Février a également été marqué par la publication des résultats de nombreuses entreprises. D’une manière générale, les bénéfices annoncés sont plutôt rassurants et ont contribué à la dynamique des marchés en Europe. En fait, le nombre d’entreprises européennes ayant annoncé des bénéfices pour le 4è trimestre 2014 a surpassé celui des sociétés présentant des résultats négatifs, et davantage de sociétés ont enregistré des résultats positifs.
Dans l’ensemble, la différence entre le nombre de bonnes et de mauvaises surprises a de quoi rassurer.
- Nos portefeuilles restent équilibrés entre actions de croissance et de qualité et valeurs cycliques rémunératrices.
- Notre deuxième orientation principale porte sur les sociétés exportatrices exposées au dollar par rapport aux sociétés domestiques.
- Dans le secteur financier, nous continuons à privilégier la banque de détail, par le biais d’institutions de qualité telles que BBVA et Intesa Sanpaolo. La sélection des actions revêt vraiment une importance cruciale dans ce segment. Les valeurs scandinaves demeurent onéreuses, ce qui explique notre préférence pour l’Espagne et l’Italie.

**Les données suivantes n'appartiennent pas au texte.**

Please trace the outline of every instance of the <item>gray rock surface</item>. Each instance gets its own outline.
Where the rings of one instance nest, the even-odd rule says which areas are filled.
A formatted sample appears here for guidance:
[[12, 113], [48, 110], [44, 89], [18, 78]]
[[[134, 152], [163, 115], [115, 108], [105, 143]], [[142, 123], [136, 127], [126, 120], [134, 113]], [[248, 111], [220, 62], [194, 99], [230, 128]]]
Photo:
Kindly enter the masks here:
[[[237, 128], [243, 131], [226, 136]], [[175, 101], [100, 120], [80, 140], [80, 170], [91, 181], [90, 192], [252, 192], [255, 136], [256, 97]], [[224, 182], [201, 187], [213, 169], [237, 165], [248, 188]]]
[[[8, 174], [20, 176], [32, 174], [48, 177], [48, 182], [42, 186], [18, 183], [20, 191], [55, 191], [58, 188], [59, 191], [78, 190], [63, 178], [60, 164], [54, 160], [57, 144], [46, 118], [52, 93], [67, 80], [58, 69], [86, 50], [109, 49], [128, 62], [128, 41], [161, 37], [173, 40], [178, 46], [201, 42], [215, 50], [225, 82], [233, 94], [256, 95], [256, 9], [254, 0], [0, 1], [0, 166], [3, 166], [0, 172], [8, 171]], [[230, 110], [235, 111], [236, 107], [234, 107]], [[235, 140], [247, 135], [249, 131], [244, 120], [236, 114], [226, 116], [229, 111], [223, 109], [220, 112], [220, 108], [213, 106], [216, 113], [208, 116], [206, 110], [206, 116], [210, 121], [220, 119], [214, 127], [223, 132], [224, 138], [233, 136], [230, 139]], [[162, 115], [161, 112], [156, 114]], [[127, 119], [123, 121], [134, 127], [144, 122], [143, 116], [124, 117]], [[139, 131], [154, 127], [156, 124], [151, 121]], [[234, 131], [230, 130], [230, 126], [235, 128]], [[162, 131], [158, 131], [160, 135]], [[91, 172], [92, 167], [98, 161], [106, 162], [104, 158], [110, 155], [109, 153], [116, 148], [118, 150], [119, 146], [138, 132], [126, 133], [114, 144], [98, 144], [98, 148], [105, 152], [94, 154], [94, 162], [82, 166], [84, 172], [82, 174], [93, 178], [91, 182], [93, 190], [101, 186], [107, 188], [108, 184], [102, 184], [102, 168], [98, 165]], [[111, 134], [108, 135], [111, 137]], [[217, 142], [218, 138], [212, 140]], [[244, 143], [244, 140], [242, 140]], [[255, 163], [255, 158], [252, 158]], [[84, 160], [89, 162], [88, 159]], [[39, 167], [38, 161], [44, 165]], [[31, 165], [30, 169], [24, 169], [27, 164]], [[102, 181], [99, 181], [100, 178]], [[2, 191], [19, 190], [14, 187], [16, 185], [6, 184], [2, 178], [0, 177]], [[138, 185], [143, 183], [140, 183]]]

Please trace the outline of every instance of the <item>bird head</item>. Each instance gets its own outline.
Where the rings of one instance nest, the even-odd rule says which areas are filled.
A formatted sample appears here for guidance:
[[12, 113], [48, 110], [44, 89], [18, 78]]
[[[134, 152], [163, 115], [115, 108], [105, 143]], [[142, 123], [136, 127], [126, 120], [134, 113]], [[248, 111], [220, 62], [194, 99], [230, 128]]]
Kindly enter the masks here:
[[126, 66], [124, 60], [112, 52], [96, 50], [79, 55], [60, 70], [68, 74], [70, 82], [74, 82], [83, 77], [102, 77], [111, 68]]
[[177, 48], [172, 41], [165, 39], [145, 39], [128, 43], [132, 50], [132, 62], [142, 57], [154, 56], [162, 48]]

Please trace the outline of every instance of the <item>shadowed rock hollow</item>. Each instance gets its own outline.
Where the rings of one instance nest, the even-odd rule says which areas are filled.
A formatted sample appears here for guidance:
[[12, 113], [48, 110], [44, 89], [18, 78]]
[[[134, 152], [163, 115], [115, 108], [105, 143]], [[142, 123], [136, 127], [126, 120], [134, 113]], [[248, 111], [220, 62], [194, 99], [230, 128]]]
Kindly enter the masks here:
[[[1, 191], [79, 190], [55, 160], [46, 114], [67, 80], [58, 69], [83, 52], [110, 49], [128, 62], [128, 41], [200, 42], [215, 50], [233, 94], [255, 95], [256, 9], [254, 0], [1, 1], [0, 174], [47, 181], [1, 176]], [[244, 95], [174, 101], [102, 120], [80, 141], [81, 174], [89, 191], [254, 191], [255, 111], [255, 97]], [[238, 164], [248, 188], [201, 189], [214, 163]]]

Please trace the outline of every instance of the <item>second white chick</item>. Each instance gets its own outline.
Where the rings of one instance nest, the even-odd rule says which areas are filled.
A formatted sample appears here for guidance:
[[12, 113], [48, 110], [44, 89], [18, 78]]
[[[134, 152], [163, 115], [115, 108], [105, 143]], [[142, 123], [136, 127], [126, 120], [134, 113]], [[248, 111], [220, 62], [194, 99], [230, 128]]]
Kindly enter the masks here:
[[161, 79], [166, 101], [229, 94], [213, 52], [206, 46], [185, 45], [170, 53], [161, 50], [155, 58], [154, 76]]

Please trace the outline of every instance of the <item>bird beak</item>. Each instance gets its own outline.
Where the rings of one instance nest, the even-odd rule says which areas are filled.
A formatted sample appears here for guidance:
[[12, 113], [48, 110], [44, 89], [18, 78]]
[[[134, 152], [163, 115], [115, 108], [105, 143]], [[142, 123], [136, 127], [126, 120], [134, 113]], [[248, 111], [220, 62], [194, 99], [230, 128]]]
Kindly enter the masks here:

- Sur le plan sectoriel, nous maintenons une forte souspondération des assurances, car nous pensons que les investisseurs sous-estiment l’impact des taux d’intérêt à long terme sur ce secteur d’activité.
- Nous restons résolument positifs envers l’immobilier, même si nous avons légèrement réduit notre exposition à certaines valeurs. Notre optimisme reste de mise à l’égard d’Unibail, de Deutsche Wohnen et de Grand City Properties. Nous préférons les valeurs résidentielles allemandes au détriment des valeurs commerciales (pas d’exposition au Royaume-Uni en raison des taux britanniques à 10 ans) et des centres commerciaux.
- En ce qui concerne les biens de consommation cycliques, les produits de luxe haut de gamme ont le vent en poupe, surtout en France et en Italie (De’Longhi). Le segment des médias est sursaturé.
- Nous restons positifs envers des acteurs technologiques de niche (Halma, Amadeus, Hexagon). Les investisseurs sont prêts à mettre le prix pour des titres « de qualité ».
- Nous restons méfiants envers les services aux collectivités, toujours confrontés à des problèmes de réglementation.
- Dans le climat actuel et compte tenu des perspectives de faible croissance, les entreprises dans lesquelles nous investissons et qui offrent une croissance visible peu dépendante du contexte macro continueront à surperformer.